Ya casi era la hora en
que se reunirían. ¿Qué vestiría? Tal vez algo liviano, fácil de quitar, por si
la noche invitaba algo más tras la última copa. Tal vez algo escotado, para
motivar a su nueva conquista. Antes era muy simple elegir el atuendo adecuado;
solo iba y ligaba con quien se le presentara, con lo que vistiera. La ropa era
algo que siempre le venía bien, vale decir, todo le calzaba.
Se habían conocido en
el parque. Ella paseaba a su perro, un coker que era un dulce y tierno can; él tenía
un pastor belga albino. Curiosamente, ambos perros congeniaron y eso permitió
que ellos dialogaran por un largo tiempo.
Tras varios encuentros
en el parque, habían tenido algunas citas, las que incluyeron uno o dos
encuentros sexuales bastante intensos.
Él la llenaba por
completo; era dulce, tierno, cariñoso; sabía lo que ella quería, incluso antes
de que ella misma lo supiera. Adivinaba cada uno de sus deseos y eso era lo que
a ella más le sorprendía. No era de aquellos que ostentaran de sus “habilidades”,
por el contrario, nada hacía presumir que fuera un amante excepcional. Eso era
lo que más le había gustado de él.
Era la noche esperada.
Toda una noche, para conocerlo mejor. En definitiva, optó por algo liviano, con
sutiles transparencias y “fácil de quitar”.
Él ya estaba sentado a
la mesa, para cuando ella llegó. Cenaron pastas, y las acompañaron de un buen
vino tinto; cosecha del año, y producido en la zona.
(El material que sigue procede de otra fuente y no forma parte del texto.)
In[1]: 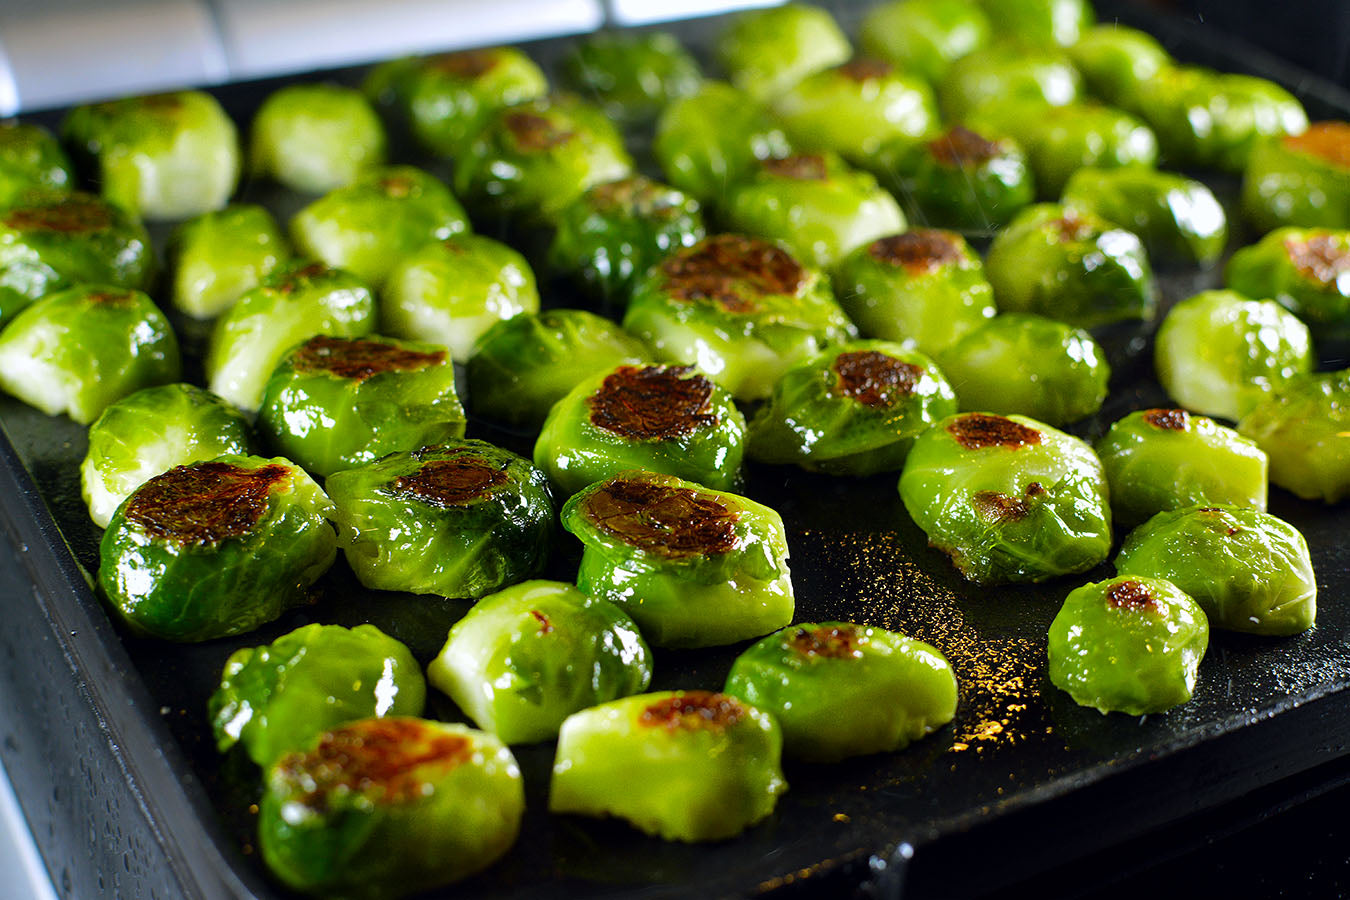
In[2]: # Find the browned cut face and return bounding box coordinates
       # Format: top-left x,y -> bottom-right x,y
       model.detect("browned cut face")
430,48 -> 500,79
837,58 -> 894,82
832,351 -> 920,408
379,173 -> 416,198
124,461 -> 290,545
947,413 -> 1043,450
868,230 -> 962,274
928,126 -> 1002,167
972,484 -> 1043,524
638,691 -> 747,732
275,262 -> 329,293
392,456 -> 508,508
4,196 -> 112,233
788,624 -> 864,659
1284,234 -> 1350,285
1143,408 -> 1190,431
1283,122 -> 1350,168
582,475 -> 739,557
661,234 -> 805,313
505,111 -> 574,151
1049,212 -> 1095,243
762,154 -> 829,181
587,365 -> 718,440
1106,579 -> 1158,612
291,335 -> 446,383
86,289 -> 137,307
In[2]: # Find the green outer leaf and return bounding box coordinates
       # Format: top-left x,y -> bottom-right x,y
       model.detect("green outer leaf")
976,0 -> 1093,46
714,4 -> 851,102
1237,368 -> 1350,503
0,122 -> 73,206
167,203 -> 291,318
1061,166 -> 1227,266
250,83 -> 387,194
1067,24 -> 1171,111
938,43 -> 1081,121
559,32 -> 703,124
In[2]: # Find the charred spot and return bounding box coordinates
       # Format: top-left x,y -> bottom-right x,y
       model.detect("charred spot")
4,196 -> 112,233
291,336 -> 446,383
380,174 -> 416,198
582,476 -> 738,558
1050,213 -> 1095,243
392,456 -> 509,508
1106,579 -> 1158,612
788,624 -> 863,659
429,49 -> 500,79
973,490 -> 1031,524
123,462 -> 290,546
868,230 -> 963,274
1283,122 -> 1350,169
589,176 -> 675,217
505,111 -> 574,151
1284,234 -> 1350,285
274,262 -> 330,293
587,365 -> 718,440
1025,482 -> 1045,497
762,154 -> 829,181
832,351 -> 920,408
136,93 -> 186,112
638,691 -> 746,732
530,610 -> 553,634
86,289 -> 137,306
837,59 -> 894,82
1143,408 -> 1190,431
948,413 -> 1043,450
661,235 -> 805,313
928,127 -> 1002,167
1198,507 -> 1242,536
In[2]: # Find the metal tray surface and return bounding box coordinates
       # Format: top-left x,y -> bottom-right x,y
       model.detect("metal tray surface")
2,2 -> 1350,898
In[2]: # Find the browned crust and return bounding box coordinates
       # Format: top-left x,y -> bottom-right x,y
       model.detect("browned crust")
428,49 -> 501,79
275,262 -> 330,293
1197,507 -> 1242,535
530,609 -> 553,634
505,111 -> 574,151
290,335 -> 446,383
587,365 -> 718,440
660,235 -> 805,313
832,351 -> 920,408
1143,408 -> 1190,431
86,289 -> 137,306
1049,213 -> 1095,243
947,413 -> 1043,450
867,230 -> 963,274
1106,579 -> 1157,612
788,624 -> 863,659
392,457 -> 509,507
638,691 -> 747,732
123,461 -> 290,545
837,59 -> 895,82
1283,122 -> 1350,169
3,196 -> 112,233
582,476 -> 738,557
928,127 -> 1002,167
762,154 -> 829,181
1284,234 -> 1350,285
379,173 -> 416,198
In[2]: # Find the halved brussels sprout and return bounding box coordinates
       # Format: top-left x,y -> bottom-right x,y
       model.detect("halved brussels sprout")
898,412 -> 1112,584
546,175 -> 705,306
560,32 -> 703,125
250,83 -> 387,194
937,313 -> 1109,426
875,126 -> 1034,232
1242,122 -> 1350,233
835,230 -> 996,355
325,440 -> 553,599
0,191 -> 154,327
938,43 -> 1081,121
62,90 -> 240,220
259,718 -> 523,898
985,204 -> 1156,329
1095,408 -> 1267,528
535,364 -> 746,496
167,204 -> 291,319
1117,506 -> 1316,636
715,4 -> 852,101
210,623 -> 426,766
98,455 -> 337,642
427,580 -> 651,744
1154,289 -> 1312,422
452,95 -> 633,226
382,233 -> 539,362
81,383 -> 251,528
724,622 -> 958,762
1048,575 -> 1208,715
1060,166 -> 1228,266
977,0 -> 1093,46
623,234 -> 856,401
653,81 -> 793,201
859,0 -> 991,85
0,122 -> 72,205
257,334 -> 465,478
205,260 -> 377,413
748,340 -> 957,475
549,691 -> 785,842
0,284 -> 179,425
290,165 -> 468,287
1067,24 -> 1171,112
770,60 -> 939,165
723,152 -> 907,268
466,309 -> 651,431
1226,227 -> 1350,343
1238,368 -> 1350,503
562,470 -> 793,648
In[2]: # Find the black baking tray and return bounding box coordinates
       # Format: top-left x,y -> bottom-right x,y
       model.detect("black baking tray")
2,2 -> 1350,898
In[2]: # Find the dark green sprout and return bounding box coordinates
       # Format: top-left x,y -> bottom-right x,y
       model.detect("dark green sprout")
715,4 -> 852,101
560,31 -> 703,125
1225,227 -> 1350,343
0,121 -> 72,205
1242,122 -> 1350,233
1238,368 -> 1350,503
1067,24 -> 1171,112
167,204 -> 291,319
250,83 -> 387,194
977,0 -> 1094,46
859,0 -> 991,85
938,43 -> 1081,121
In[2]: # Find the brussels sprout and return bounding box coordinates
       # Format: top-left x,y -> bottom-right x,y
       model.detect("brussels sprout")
325,440 -> 553,599
250,83 -> 387,194
653,81 -> 793,202
770,60 -> 939,165
546,175 -> 705,306
560,32 -> 703,125
747,340 -> 957,476
0,122 -> 72,205
985,204 -> 1156,329
898,412 -> 1112,584
290,165 -> 468,288
465,309 -> 651,430
0,284 -> 179,425
535,364 -> 746,496
1095,408 -> 1267,529
0,191 -> 154,327
452,95 -> 633,227
427,580 -> 651,744
98,455 -> 337,642
1242,122 -> 1350,233
205,261 -> 376,413
724,623 -> 958,762
257,335 -> 465,478
1226,227 -> 1350,343
1117,506 -> 1315,636
623,234 -> 856,401
875,126 -> 1034,232
562,471 -> 793,648
1060,166 -> 1227,266
1154,289 -> 1312,422
259,718 -> 523,898
210,623 -> 425,766
858,0 -> 991,85
363,47 -> 548,158
382,234 -> 540,361
938,314 -> 1109,426
549,691 -> 785,842
715,4 -> 852,102
1047,576 -> 1208,715
976,0 -> 1092,46
938,43 -> 1081,121
61,90 -> 240,221
81,383 -> 251,528
1237,368 -> 1350,503
167,204 -> 290,319
1137,67 -> 1308,173
1067,24 -> 1171,112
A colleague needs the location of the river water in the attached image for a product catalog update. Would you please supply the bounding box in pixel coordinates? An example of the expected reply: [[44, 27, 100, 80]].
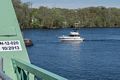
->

Esa noche fueron al
departamento de ella.
Él la besó en el cuello
y sutilmente comenzó a bajar hasta sus pechos, despejando el camino con
seguridad y sutileza. Ella se dejaba querer; le apasionaba su forma de besar,
las cosquillas que le ocasionaban su abundante barba y las caricias que no
dejaban ningún centímetro de su piel, sin estimular.
Se tomó más tiempo del
habitual. Primero le causó un orgasmo con un uso magistral de su lengua;
el segundo, lo provocó con sus dedos y el tercero con su viril miembro,
tras lo cual ambos durmieron profundamente. El amanecer no fue un amanecer más;
caricias, besos y abrazos, que se prolongaron hasta el mediodía.
Ella nunca se había
sentido tan plena y él, cumplió todas y cada una de sus expectativas. Tras una
última arremetida pasional, se marchó… Se marchó y ella no logró saber nada más
de él.
Una semana después,
ella estaba desnuda, mirando su cuerpo reflejado en aquel espejo que siempre le
acompañó. Aquél en que ensayaba sus vestuarios, sus discursos amatorios, sus
gestos y sus lascivas miradas… Ese espejo en que siempre se vio glamorosa y
altanera. Era el mismo espejo que aquel día la mostraba tal cual era: Bella,
con una envidiable armónica figura, pero sola; tan sola como nunca se había
sentido. Carente de abrazos, de besos y de orgasmos.
Esa mañana, recorrió
con la yema de sus dedos el contorno de su areola, de sus pechos; bajó por su vientre
y sintió aquél fuego interno que aún le extrañaba. Recordó la manera en que él
le provocaba intensos espasmos con su lengua, con sus dedos, con su viril
miembro; y sintió el torrente interno que fluía tras su recuerdo.
Jamás había practicado
la autocomplacencia; no lo necesitaba, habiendo tanto macho cabrío rondándola.
Pero esa mañana, ella quería estar sola; sola con sus recuerdos, con su
lascivia interna y sus dedos consumiéndose en su fuego interno.